ACORN Canada and Ford know each other well.  His late brother was mayor of Toronto, as was he before moving up the ladder to the premier slot over all of Ontario, where the bulk of the Canadian population resides.  We tussled frequently over the years, and it’s usually been over our demands for improvements and rights for tenants and his protection of landlords, and this was the case again.  He was proposing elimination of some protections for tenants.  He also was carrying the water for the landlord association in trying to thwart any attempt to implement rent controls.

In the provincial parliament, he was getting a lot of what he wanted, but not everything.  ACORN joined with others in a loud protest from the gallery of the Ontario parliament.  Usually, this would be just par for the course, but this time Ford lost his cool.  He called out ACORN.  He yelled and threatened.  He was going to have us audited, he claimed.  He knew us from his time as mayor, and didn’t like us then or now, and so forth.  A display that was, frankly, pretty un-Canadian in many ways, where what is called “Minnesota nice” would actually seem a bit rude. In fact, his outburst was so out there that it warranted a mention in the New York Times.

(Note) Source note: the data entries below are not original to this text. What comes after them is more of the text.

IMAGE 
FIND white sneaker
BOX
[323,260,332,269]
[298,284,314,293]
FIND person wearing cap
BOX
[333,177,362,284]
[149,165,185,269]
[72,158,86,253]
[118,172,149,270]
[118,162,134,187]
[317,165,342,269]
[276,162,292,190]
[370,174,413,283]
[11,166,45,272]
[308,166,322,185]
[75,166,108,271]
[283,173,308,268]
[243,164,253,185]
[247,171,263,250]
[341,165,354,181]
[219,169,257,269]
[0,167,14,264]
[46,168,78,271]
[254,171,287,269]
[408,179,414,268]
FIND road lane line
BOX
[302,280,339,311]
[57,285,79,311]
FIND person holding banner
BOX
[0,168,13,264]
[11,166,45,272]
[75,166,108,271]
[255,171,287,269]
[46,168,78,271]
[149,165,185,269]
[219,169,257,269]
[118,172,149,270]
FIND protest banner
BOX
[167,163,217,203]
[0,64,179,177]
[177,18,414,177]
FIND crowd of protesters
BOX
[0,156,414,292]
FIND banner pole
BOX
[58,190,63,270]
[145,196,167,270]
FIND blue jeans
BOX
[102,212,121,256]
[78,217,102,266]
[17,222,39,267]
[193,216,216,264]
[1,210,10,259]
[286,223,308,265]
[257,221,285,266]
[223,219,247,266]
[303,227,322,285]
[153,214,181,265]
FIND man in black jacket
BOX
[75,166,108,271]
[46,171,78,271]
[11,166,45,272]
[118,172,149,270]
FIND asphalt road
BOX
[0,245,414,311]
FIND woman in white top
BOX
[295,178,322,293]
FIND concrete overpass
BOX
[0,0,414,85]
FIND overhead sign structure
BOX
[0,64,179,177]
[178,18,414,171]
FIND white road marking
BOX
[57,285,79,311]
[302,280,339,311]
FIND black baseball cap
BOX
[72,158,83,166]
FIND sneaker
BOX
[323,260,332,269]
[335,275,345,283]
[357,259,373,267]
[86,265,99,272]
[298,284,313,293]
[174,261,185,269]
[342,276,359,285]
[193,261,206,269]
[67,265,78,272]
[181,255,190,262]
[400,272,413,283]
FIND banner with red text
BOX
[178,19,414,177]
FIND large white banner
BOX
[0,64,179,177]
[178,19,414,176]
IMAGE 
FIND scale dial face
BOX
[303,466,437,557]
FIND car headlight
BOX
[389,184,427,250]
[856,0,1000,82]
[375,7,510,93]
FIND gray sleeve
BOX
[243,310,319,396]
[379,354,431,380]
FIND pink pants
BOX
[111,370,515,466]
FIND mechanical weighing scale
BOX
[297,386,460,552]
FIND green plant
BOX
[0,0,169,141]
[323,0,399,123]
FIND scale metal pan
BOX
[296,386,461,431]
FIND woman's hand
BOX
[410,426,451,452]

            Sadly, these kinds of attacks on ACORN, its leaders, and members are pretty common around the world, not only in the scurrilous assaults more than fifteen years ago in the States, but in other countries as well like France and Tunisia, or where we have been sued by landlords in the UK, and threatened over our organizing in Mumbai by Modi and his party for seeking rights for residents of Dharvi in redevelopment plans.  We joined other organizations in a rally of over a thousand within days.  We launched a protest petition over Ford and his actions on our website and 23,000 signed within days.  ACORN Canada is organized in local groups, but in response to the Ford attack, so many people were rushing to our website to join ACORN that Judy Duncan, the head organizer, and John Anderson, the field director, had to create a separate membership category to track “unaffiliated” members in the offices, as opposed to our regular members.  We didn’t poke the bear over his threatened audit.  He probably found out from his aides fairly quickly that it was all bluff and bluster, since we receive no money from the Ontario government for him to take away.

The simple rule, which ACORN followed without blinking in Canada, was “don’t bend, don’t break.”  It’s working.  It’s the way to deal with bullies.  These are lessons we’ve learned, perhaps the hard way.  Maybe others should try this as well?